What is the domain and range of the relation y = 2(x-5)^2 + 8? Express in set notation.

---------------------------------------
Domain: x E R
Range : y E R
---------------------------------------
Thanks!

this is a parabola in standard position with vertex

(5,8) opening upwards

so domain: reals
range: reals, y ≥ 8

To determine the domain and range of the relation y = 2(x-5)^2 + 8, we can first look at the characteristics of the equation.

The quadratic term, (x-5)^2, indicates that the value inside the parentheses can be any real number. This means that x can take on any value from negative infinity to positive infinity, so the domain of the relation is D = (-∞,∞).

Next, we consider the range. Since the equation involves squaring the term inside the parentheses, the result will always be greater than or equal to 0. Multiplying by 2 and adding 8 further increases the value.
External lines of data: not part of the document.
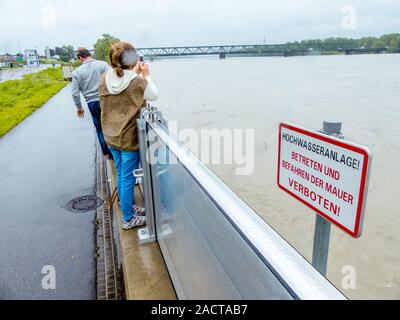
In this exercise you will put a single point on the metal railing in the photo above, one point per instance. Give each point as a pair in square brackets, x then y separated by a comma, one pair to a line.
[214, 245]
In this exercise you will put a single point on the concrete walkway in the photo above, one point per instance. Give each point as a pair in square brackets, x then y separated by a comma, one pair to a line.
[44, 163]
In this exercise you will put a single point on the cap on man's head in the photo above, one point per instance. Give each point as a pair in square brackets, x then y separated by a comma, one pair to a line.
[83, 53]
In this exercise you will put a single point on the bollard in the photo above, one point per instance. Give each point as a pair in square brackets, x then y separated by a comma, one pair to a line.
[323, 227]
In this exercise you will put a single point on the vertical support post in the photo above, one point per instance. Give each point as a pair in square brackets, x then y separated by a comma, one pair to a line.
[323, 227]
[148, 234]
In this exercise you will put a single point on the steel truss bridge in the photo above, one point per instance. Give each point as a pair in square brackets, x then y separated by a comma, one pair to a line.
[280, 49]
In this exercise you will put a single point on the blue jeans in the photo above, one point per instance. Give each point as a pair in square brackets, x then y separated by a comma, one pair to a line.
[125, 163]
[94, 108]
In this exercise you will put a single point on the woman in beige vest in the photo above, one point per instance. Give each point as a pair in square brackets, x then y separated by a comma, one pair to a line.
[123, 91]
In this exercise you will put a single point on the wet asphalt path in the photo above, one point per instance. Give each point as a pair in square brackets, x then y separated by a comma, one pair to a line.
[45, 162]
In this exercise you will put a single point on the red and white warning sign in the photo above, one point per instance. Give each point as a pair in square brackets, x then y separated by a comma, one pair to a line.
[327, 174]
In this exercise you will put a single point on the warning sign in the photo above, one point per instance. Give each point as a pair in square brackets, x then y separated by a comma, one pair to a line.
[327, 174]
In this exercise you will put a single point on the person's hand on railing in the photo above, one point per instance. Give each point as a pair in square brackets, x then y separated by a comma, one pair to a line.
[137, 68]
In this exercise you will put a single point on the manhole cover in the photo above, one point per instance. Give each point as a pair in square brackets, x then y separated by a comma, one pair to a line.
[84, 204]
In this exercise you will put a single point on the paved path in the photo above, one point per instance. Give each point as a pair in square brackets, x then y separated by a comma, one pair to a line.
[44, 163]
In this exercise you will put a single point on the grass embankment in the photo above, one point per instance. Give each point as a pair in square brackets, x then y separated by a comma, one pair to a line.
[20, 98]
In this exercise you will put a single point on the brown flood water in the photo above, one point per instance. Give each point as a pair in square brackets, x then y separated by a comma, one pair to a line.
[259, 93]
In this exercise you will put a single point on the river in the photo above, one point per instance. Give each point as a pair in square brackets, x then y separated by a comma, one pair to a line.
[259, 93]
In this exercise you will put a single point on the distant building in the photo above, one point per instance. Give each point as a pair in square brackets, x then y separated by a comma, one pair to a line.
[7, 60]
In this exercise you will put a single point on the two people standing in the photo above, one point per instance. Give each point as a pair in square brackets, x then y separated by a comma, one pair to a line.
[122, 91]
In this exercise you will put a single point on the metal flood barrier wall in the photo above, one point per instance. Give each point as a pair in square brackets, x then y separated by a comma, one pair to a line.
[214, 245]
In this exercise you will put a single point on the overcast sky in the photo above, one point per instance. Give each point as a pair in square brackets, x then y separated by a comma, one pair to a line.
[149, 23]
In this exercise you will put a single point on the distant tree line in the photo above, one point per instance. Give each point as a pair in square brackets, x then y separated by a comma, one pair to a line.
[389, 41]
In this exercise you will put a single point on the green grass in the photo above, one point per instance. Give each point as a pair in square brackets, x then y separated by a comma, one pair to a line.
[20, 98]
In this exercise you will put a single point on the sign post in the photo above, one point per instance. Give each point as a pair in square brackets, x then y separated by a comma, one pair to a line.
[327, 174]
[322, 231]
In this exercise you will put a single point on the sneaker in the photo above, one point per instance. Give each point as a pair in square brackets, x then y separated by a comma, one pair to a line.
[139, 211]
[134, 223]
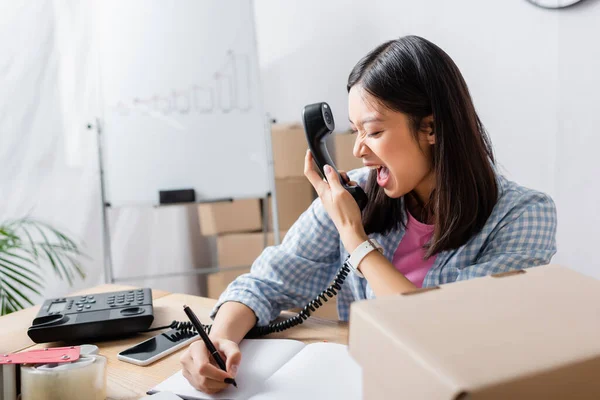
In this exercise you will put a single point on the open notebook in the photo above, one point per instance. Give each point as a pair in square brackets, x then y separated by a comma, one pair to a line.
[283, 369]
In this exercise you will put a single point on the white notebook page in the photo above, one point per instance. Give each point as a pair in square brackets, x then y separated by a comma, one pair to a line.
[318, 371]
[260, 359]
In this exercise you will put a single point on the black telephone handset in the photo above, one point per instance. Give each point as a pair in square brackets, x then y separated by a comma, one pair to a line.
[318, 124]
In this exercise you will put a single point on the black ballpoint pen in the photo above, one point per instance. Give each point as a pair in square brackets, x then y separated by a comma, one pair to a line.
[209, 344]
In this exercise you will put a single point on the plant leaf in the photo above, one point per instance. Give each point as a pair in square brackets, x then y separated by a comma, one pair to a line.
[20, 281]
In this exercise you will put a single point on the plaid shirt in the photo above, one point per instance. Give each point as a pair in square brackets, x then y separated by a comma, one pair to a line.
[520, 233]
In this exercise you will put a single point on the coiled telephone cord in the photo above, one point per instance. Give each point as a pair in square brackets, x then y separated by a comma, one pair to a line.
[186, 328]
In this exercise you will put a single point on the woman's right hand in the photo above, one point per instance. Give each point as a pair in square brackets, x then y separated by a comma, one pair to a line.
[200, 369]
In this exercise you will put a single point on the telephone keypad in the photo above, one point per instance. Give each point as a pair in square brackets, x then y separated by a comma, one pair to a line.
[93, 316]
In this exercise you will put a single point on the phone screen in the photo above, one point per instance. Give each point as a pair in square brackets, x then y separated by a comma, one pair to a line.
[156, 345]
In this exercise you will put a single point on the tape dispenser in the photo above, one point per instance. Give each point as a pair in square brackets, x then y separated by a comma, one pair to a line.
[65, 373]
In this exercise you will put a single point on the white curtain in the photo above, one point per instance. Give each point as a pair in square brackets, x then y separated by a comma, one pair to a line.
[48, 157]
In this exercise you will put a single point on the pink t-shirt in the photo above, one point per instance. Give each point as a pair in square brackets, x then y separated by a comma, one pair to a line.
[408, 257]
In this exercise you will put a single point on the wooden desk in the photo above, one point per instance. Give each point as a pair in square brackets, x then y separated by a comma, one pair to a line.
[128, 381]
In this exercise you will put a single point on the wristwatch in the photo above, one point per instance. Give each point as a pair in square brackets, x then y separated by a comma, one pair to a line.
[360, 252]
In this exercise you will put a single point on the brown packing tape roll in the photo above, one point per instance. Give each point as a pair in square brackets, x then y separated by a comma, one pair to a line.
[81, 379]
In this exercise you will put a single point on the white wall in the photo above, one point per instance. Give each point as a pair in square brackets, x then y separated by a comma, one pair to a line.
[533, 74]
[577, 167]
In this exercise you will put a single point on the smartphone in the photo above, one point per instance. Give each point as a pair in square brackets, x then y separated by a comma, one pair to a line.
[157, 347]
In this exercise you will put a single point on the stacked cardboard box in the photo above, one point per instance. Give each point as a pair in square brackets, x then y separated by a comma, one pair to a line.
[238, 224]
[294, 192]
[236, 250]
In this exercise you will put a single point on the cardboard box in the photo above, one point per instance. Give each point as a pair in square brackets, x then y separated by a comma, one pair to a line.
[294, 196]
[344, 159]
[241, 249]
[533, 334]
[230, 216]
[289, 145]
[218, 282]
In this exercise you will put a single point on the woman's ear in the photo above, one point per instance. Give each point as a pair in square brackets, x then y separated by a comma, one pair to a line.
[427, 129]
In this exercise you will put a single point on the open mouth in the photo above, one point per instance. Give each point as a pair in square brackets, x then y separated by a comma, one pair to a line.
[383, 174]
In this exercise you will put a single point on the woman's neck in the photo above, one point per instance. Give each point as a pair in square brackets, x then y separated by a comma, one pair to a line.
[418, 201]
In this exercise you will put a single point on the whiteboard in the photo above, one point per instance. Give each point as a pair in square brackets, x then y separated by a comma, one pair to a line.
[182, 109]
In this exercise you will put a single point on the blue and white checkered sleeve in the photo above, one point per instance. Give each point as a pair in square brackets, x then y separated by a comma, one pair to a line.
[292, 273]
[527, 239]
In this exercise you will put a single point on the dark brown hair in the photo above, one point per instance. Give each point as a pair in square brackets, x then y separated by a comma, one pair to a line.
[413, 76]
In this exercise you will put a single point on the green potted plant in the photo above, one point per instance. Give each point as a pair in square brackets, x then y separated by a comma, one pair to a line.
[27, 246]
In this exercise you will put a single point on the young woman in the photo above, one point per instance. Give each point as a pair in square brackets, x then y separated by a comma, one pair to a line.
[437, 207]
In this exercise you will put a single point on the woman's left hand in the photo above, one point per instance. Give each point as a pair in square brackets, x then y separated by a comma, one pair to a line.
[338, 202]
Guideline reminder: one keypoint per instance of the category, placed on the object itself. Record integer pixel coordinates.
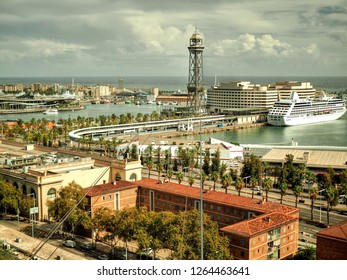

Hence, the range will be all real numbers greater than or equal to 8. Therefore, the range of the relation is R = [8, ∞).

In set notation, we represent the domain and range as follows:
Domain: D = (-∞, ∞)
Range: R = [8, ∞)

Remember that parentheses "(" and ")" indicate open intervals (values are not included), brackets "[" and "]" indicate closed intervals (values are included), and ∞ represents infinity.